W2, 1099, 1040; these numbers are a welcome sight to workers across the country who may have bills piling up. According to a new CareerBuilder survey, more than half (56%) of workers report they will use their tax return to pay off bills that have accumulated.

Tax returns can be a needed income boost for cash-strapped workers. Nearly eight-in-ten (78%) said they currently live paycheck to paycheck, up from 61% who said the same in May 2009. In addition, economic pressures have resulted in some workers downsizing their investments to help make ends meet. Nearly one-in-five (17%) report they reduced their 401 (k) contributions in the last year.

“Workers’ wallets are still feeling the ripple effects of the past year,” said Rosemary Haefner, vice president of human resources for CareerBuilder. “In addition to scaling back their investments and cutting back on expenses, workers are using their tax returns to help supplement their incomes. Our survey indicates that more workers plan to spend their refunds on everyday expenses than on savings or other items.”
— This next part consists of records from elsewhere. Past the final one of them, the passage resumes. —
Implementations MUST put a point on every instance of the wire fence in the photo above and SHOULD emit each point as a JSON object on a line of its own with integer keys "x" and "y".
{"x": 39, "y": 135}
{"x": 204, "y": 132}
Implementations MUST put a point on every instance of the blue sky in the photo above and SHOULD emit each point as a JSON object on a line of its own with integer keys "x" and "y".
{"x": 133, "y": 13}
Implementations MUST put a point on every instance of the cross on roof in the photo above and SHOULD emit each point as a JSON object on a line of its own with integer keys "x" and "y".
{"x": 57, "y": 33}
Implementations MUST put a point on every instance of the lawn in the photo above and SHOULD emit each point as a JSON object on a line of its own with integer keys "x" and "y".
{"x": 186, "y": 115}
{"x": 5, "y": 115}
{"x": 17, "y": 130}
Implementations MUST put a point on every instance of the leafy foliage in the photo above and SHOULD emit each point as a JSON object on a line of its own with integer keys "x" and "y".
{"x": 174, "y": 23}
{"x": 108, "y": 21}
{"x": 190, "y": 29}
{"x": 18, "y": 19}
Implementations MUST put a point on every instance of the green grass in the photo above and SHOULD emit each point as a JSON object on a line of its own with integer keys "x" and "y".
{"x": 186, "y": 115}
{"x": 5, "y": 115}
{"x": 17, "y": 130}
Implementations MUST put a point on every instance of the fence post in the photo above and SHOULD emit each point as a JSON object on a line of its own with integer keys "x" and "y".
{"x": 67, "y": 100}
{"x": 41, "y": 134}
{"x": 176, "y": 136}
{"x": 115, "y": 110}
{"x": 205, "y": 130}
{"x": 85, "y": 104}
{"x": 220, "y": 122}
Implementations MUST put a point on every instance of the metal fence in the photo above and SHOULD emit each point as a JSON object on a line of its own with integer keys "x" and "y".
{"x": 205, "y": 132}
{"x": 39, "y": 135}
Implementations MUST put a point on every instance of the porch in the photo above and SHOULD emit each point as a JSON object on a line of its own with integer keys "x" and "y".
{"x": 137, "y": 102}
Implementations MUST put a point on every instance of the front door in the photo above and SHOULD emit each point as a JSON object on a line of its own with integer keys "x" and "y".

While many workers indicated that they will use their tax returns to tackle bills, others said they will use their refunds for the following:

  • Put into savings – 34%
  • Make home improvements – 12%
  • Go on vacation – 11%
  • Pay back money I owe to people – 8%
  • Invest it – 7%
  • Buy a car – 2%

Only 7% Will Use Tax Refunds on ‘Fun’ Activities

In another study released by Bankrate, Inc. results show that, with economic uncertainty still lingering, many Americans plan to use their tax refunds in a fiscally conservative fashion, with 84% intending to pay down debt, save or invest, or use it for everyday necessities. Among the findings:

  • 55% of Americans polled expect to get, or have received, a tax refund this year while 24% expect to owe
  • While 84% plan on using their money to pay down debt, save, invest, or use the refund for everyday necessities, only 7% plan on using their money on “fun” activities like shopping or taking a vacation
  • Within that 84% of fiscally conservative Americans, 30% intend to pay down debt, 28% say they will save or invest, and 26% anticipate spending their refund on food or utility bills
  • While just 3% of those getting a refund took a refund anticipation loan, among people with incomes under $30,000 that number is doubled at 6%
  • Only 19% of Americans plan to adjust their paycheck withholding to avoid a big refund next year while 71% plan on keeping their withholding the same
  • Among those who anticipate owing money, 63% plan on paying their taxes straight from their bank accounts.  Only 6% anticipate borrowing money to pay off their tax bill
  • Additionally within those who owe money, 17% plan on setting up an installment plan with the IRS.  But be warned, setting up a plan with the IRS includes interest, late fees, and a user fee to begin installment payments.